更に上下の歯列は開口を生じる結果となってしまいます。

2) 軟組織に見られる特徴
舌癖に見られる症状として、舌尖の発赤、舌の側壁に臼歯の圧痕が見られます。
軟組織に見られる特徴の大きな特徴として、口蓋皺壁の肥厚があります。
舌尖を突出するために口蓋が使われない為に、口蓋皺壁の角化が進まず、触診すると軟らかく肥厚しています。
また、上顎前歯舌側歯肉の肥厚も認められます。
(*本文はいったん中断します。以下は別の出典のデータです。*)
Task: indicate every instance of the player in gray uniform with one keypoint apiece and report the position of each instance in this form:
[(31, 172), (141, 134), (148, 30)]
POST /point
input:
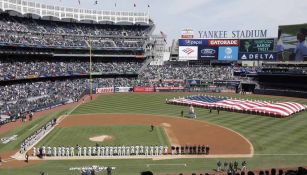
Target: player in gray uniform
[(137, 149), (72, 151), (67, 151), (142, 150), (161, 150), (156, 150), (107, 151), (98, 151), (111, 150), (59, 151), (146, 150), (89, 151), (34, 151), (103, 151), (128, 150), (123, 150), (94, 151), (79, 151), (165, 150), (49, 151), (151, 150), (132, 151), (84, 151)]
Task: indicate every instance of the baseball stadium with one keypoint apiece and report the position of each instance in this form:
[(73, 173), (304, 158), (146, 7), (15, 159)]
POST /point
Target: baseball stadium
[(86, 92)]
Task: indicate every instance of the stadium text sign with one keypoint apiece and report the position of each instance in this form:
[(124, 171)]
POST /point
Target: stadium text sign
[(235, 34)]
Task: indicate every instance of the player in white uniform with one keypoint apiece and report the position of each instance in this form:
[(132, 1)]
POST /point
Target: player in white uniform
[(165, 150), (146, 150), (34, 151), (132, 150), (84, 151), (156, 150), (151, 150), (72, 151)]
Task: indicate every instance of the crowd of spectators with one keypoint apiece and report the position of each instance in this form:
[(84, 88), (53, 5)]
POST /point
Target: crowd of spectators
[(39, 33), (12, 70)]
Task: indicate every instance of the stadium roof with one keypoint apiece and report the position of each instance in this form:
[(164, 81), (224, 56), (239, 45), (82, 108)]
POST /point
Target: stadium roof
[(56, 13)]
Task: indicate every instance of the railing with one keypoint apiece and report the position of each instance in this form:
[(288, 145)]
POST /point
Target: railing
[(42, 10)]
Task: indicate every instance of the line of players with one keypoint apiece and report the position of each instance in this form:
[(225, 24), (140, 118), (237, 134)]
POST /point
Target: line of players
[(100, 151)]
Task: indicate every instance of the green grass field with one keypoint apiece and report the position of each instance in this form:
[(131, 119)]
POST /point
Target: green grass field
[(277, 142), (122, 135)]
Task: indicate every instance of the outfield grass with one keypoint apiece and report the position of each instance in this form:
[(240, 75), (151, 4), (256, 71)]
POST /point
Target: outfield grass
[(122, 135), (286, 138)]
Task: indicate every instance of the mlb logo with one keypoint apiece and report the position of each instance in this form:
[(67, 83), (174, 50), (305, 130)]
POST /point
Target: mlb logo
[(228, 53)]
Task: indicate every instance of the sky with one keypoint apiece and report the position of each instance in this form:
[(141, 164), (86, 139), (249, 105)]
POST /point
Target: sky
[(171, 16)]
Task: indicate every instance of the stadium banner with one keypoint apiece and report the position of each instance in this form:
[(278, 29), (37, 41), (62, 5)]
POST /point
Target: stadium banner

注意して診て下さい。

3) 構音、発音
舌癖がある場合、舌を口蓋に近付けたり、圧接させる発音に影響をあたえます。
例えばタ行、ラ行、サ行の発音が上手に出来ず、アマったるいような発音になってしまいます。
特に「サシスセソ」が上手に言えず「タチツテト」に近くなってしまいます。

4) 呼吸
舌癖の有る人の特徴として口呼吸があります。
正常な呼吸は鼻呼吸ですが、舌癖がある場合には口を半開きにし、ボーとして口で呼吸しています。

5) 嚥下異常
舌癖がある場合、嚥下の際に舌の使い方が悪く、摂食の初期に舌先を口蓋皺壁に圧接出来ず、さらに舌背を口蓋に付け、咽頭に食塊を送り込む事が上手く出来ません。
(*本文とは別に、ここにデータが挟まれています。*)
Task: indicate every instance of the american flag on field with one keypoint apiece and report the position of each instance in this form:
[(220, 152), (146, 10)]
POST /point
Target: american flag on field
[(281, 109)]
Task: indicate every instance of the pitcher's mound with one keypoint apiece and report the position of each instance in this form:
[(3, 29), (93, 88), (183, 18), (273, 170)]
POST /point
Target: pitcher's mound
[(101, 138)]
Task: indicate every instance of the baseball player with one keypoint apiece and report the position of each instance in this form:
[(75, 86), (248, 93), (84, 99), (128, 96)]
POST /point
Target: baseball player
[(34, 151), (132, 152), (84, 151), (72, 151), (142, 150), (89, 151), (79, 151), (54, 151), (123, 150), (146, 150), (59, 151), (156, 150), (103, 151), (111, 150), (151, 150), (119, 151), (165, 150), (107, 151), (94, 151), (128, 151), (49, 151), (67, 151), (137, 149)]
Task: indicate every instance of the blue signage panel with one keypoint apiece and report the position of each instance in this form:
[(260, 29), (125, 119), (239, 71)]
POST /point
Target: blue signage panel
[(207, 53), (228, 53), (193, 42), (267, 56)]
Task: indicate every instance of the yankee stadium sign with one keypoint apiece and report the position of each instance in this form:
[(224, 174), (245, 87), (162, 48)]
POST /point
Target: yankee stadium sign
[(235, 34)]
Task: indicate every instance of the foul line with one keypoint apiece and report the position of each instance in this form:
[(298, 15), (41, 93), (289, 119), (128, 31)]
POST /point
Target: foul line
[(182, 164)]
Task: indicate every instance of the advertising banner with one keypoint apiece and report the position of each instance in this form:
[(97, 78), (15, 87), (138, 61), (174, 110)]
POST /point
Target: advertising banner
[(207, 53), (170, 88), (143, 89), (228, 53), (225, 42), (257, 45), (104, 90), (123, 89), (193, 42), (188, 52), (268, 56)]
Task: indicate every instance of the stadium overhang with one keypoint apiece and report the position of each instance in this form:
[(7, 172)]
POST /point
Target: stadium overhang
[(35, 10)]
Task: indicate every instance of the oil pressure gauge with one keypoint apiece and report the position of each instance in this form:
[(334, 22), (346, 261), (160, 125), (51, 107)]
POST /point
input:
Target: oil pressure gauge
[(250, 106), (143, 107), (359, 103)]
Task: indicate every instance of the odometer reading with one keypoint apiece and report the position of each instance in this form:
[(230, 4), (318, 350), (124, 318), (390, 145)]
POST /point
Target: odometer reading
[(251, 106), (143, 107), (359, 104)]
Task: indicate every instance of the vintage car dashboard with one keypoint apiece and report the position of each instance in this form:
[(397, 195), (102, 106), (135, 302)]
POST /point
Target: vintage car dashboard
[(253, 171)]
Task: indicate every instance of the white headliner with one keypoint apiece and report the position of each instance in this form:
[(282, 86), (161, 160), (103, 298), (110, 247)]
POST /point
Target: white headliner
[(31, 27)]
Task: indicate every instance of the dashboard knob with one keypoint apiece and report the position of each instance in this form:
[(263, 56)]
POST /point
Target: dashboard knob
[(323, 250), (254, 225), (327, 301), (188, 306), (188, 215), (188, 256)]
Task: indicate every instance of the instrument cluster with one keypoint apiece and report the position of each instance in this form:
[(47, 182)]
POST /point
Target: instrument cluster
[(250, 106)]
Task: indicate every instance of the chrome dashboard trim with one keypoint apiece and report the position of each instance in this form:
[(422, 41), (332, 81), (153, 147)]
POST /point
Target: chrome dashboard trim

舌癖が有るか否かの診断する方法は、前述したように口蓋皺壁の触診、発音の診断、嚥下の巧緻性の診断と同時に臨床では、患者の上下の歯列の間にストロー、あるいはデンタルフロスを両側の口角に挟み、水を嚥下してもらいます。

舌癖がある場合には舌が歯列を横断したストロー或いはデンタルフロスの上に行ったか下に行ったかを判断します。

正常な嚥下では上に舌がいきますが、舌癖がある場合には下、あるいは舌先で押してしまいます。
舌癖がある場合には、多くの場合に水を飲む際、舌を出しながら飲んだりします。
シリンジで水を口の中に入れると舌をだして来ますので、舌癖を診断する事ができます。